C'est rarement raconté dans les livres, faire partie d'un peloton d'exécution n'est pas forcément la mission à laquelle un militaire est préparé.
Donc, je vous livre le témoignage du légionnaire italien de la 13
Un soir, l'instruction finie et sortis de la classe, nous fûmes étrangement appelés au rassemblement. Le
garde à vous fut ordonné et présentés au capitaine commandant la compagnie, lequel, après nous avoir salués, demanda des volontaires pour un service sans davantage d'explications.

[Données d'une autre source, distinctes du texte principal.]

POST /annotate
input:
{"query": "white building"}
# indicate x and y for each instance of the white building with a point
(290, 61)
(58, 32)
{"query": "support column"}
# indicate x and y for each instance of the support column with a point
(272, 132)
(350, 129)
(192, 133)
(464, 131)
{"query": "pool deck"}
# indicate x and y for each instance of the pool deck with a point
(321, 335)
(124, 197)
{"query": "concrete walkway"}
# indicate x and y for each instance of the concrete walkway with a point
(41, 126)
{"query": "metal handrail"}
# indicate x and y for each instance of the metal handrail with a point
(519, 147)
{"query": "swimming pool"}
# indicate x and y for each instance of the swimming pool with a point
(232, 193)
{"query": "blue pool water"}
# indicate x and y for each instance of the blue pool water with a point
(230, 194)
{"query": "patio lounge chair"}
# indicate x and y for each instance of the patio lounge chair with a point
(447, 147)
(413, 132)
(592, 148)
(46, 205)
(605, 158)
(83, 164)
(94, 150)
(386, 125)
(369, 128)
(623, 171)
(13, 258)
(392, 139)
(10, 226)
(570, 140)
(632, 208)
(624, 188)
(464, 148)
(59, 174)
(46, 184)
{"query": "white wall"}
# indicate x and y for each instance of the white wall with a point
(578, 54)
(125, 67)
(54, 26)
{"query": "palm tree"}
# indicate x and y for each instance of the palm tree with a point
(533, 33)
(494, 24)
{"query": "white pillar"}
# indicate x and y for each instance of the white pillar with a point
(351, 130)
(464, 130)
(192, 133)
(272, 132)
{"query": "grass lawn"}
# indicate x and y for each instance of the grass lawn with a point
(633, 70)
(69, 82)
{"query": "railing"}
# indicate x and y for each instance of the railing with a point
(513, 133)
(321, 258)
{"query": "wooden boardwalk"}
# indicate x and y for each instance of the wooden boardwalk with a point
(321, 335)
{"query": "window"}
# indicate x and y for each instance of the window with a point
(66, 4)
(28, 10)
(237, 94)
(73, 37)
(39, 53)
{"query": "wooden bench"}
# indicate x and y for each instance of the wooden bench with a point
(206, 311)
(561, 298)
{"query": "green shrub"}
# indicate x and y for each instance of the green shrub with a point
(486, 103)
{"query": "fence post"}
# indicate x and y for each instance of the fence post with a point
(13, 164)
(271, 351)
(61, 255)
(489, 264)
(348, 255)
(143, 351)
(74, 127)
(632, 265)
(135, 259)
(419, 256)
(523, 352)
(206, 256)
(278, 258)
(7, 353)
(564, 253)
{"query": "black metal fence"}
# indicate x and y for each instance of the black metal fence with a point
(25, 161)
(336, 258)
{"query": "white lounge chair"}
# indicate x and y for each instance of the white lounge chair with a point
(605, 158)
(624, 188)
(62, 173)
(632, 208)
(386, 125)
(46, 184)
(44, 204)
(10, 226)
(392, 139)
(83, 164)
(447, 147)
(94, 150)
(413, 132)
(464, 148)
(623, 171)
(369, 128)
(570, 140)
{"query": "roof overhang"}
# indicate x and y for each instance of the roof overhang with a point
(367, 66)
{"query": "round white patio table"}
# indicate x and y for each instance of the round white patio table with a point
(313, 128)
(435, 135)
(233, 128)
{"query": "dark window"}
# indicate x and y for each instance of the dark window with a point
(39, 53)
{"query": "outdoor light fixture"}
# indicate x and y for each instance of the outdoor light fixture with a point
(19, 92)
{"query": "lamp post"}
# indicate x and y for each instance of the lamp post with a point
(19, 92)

Même ceci était insolite, nul besoin de demander des volontaires, nous l'étions tous et il suffisait de donner un ordre pour l'exécuter sans hésiter. Et comme le voulait la tradition,
tous les trente fîmes un pas en avant. Il nous remercia, nous mit au repos et nous expliqua de quoi il s'agissait. Le service pour lequel nous nous étions présentés n'était certes pas un des plus appréciés et il le savait : l'exécution par fusillade de deux terroristes condamnés à mort par le tribunal français. L'un avait lancé une grenade dans un bistrot bondé de civils occupés à jouer aux cartes et siroter du bon vin. L'autre avait placé une bombe dans un autobus, dans les deux cas causant de nombreux morts et blessés parmi les civils, femmes et enfants compris.
Le peloton d'exécution était composé de douze hommes plus deux en réserve afin de remplacer un éventuel désistement. Une feuille de papier fut remise à chacun d'entre nous pour y inscrire notre numéro de matricule, nous la pliâmes en quatre parties égales et la remîmes au sergent dans son
képi. Puis il prit un autre
képi, le superposa au sien et mélangea le contenu comme pour le jeu de loto. Après cela, le capitaine prit quatorze feuillets au hasard.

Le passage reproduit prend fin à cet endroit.